I think that Beyonce has had a great impact on pop culture. I like her. She’s a tremendous performer. I also think that we’ve always had sisters who danced in a sexual way⎯always. Going back further in the culture, we have always used our complete body. We have not been afraid to use our pelvic girdle because that’s part of our culture, that’s part of our life. But it was done in such a way that it had other elements in it. But now I am a little weary of us just being represented as sexual figures. Beyonce has made a lot of money and so has her man.The had a show they produced, Fela, which was an extraordinary show in the depths of its cultural input and expression but that’s not enough. Image is worth a thousand words. Beyonce carries herself well but all around you see the ass and the thighs and the sexuality and that has its place but right now it is too prominent in our lives. It is really hurting us very badly. I think she’s a smart woman but we’re at a time where that part of us is overemphasized rather than our charm, our grace, our spirituality and our sensitivity.
How about Rihanna?
I don’t like Rihanna. I don’t like what she does. To me the sounds are not human sounds. The messages are not really inspirational. When I say inspirational, I say things that help you really stay alive and help you understand the world that’s around you.

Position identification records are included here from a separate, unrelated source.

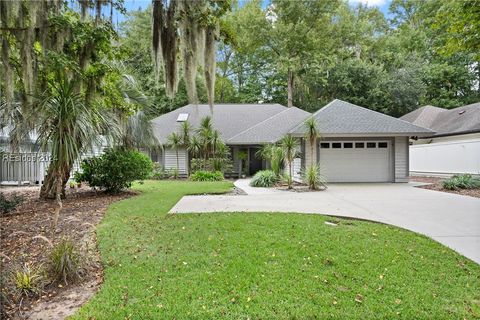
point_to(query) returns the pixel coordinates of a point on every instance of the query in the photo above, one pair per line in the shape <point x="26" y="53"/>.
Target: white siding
<point x="171" y="160"/>
<point x="446" y="157"/>
<point x="401" y="159"/>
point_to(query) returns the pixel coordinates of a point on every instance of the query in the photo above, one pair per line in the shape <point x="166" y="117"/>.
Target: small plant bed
<point x="435" y="183"/>
<point x="27" y="245"/>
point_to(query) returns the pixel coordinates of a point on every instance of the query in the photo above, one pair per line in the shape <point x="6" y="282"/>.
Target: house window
<point x="336" y="145"/>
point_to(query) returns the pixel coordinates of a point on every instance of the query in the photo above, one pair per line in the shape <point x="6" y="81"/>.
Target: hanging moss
<point x="190" y="42"/>
<point x="210" y="62"/>
<point x="7" y="72"/>
<point x="165" y="43"/>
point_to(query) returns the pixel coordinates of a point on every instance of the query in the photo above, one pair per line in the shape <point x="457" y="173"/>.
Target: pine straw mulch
<point x="20" y="244"/>
<point x="436" y="184"/>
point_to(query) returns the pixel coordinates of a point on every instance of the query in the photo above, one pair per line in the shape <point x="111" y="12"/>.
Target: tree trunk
<point x="178" y="165"/>
<point x="290" y="174"/>
<point x="290" y="88"/>
<point x="49" y="188"/>
<point x="311" y="154"/>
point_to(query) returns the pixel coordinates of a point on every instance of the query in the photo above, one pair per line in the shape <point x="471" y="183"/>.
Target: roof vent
<point x="182" y="117"/>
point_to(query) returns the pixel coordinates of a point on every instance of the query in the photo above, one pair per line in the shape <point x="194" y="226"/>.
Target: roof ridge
<point x="386" y="115"/>
<point x="259" y="123"/>
<point x="312" y="115"/>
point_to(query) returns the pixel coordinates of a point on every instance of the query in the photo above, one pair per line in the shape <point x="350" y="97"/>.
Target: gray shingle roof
<point x="340" y="117"/>
<point x="272" y="129"/>
<point x="447" y="122"/>
<point x="423" y="116"/>
<point x="229" y="119"/>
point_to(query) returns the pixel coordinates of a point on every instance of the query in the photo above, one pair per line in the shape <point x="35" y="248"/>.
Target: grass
<point x="269" y="266"/>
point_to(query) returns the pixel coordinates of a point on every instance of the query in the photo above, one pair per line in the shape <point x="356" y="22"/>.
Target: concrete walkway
<point x="450" y="219"/>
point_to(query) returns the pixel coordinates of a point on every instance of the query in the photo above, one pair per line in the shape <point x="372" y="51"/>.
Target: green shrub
<point x="464" y="181"/>
<point x="207" y="176"/>
<point x="264" y="178"/>
<point x="28" y="280"/>
<point x="65" y="262"/>
<point x="314" y="178"/>
<point x="158" y="172"/>
<point x="115" y="170"/>
<point x="8" y="205"/>
<point x="213" y="164"/>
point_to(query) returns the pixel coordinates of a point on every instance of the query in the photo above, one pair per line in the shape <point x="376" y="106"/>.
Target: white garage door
<point x="356" y="161"/>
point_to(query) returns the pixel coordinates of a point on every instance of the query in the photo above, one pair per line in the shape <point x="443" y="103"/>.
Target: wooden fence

On that note, what do you think the future is of black music?
The spiritual part of it has shaped up. When we were brought over here, we were not allowed to bring instruments. We were stripped of all clothing, jewelry and culture. And with nothing, we created the greatest music this world has known. Our music, our spirituals, helped to liberate, helped to free us. Not only did we use it to encourage each other, to soothe the pain, to heal the wounds, but it was taken by others who imitated it until we were free, after the civil war. That’s when most any of us were allowed to go on the stage for the first time. In the church, some of our spiritual power survived and was evident there. There are those who were raised singing. In sound, in pitch, in rhythm, if you hear certain sounds, they resonate in the body. Some of them will bring you peace, some of them will disturb you, so you have to choose. The antiquity of our people allows them to develop over those centuries, wisdom relating to the kind of music they play. We kept that, all during slavery. We kept that in the blues and the blues used to be story telling. It used to be what hip-hop started out doing. Today it’s ‘what are the police doing to us. Then it was, what was the KKK and what were the police doing to us. So, the message was there in the 60s. And the sounds were there. The sounds have been almost eliminated now. The music is mostly techno. And a lot of our young people did not come through the church. They did not get the sound of the music, so they’re left out there trying to find something of their own. So my belief, though, is that that ancient spirit that came with us from the motherland is never going to leave us. And we are then going to create music that supports our community. Not just the young people, not just the old people, but our whole community. That will happen. But it’s not going to happen on its own. We have to really begin to support artists who do positive work, who use pitch and sound and rhymes that are nourishing to our hearts, to our body, to our minds. And that’s what music does. It’s spirit sound, spirit words, spirit pictures. I’m on my last leg, I’ve been out here for quite a while and my poor knees are about to give out. But my spirit is not going to give out. As long as I’m here, I’m going to try to share with our people, and in particular, our young people, the power and the beauty of our culture.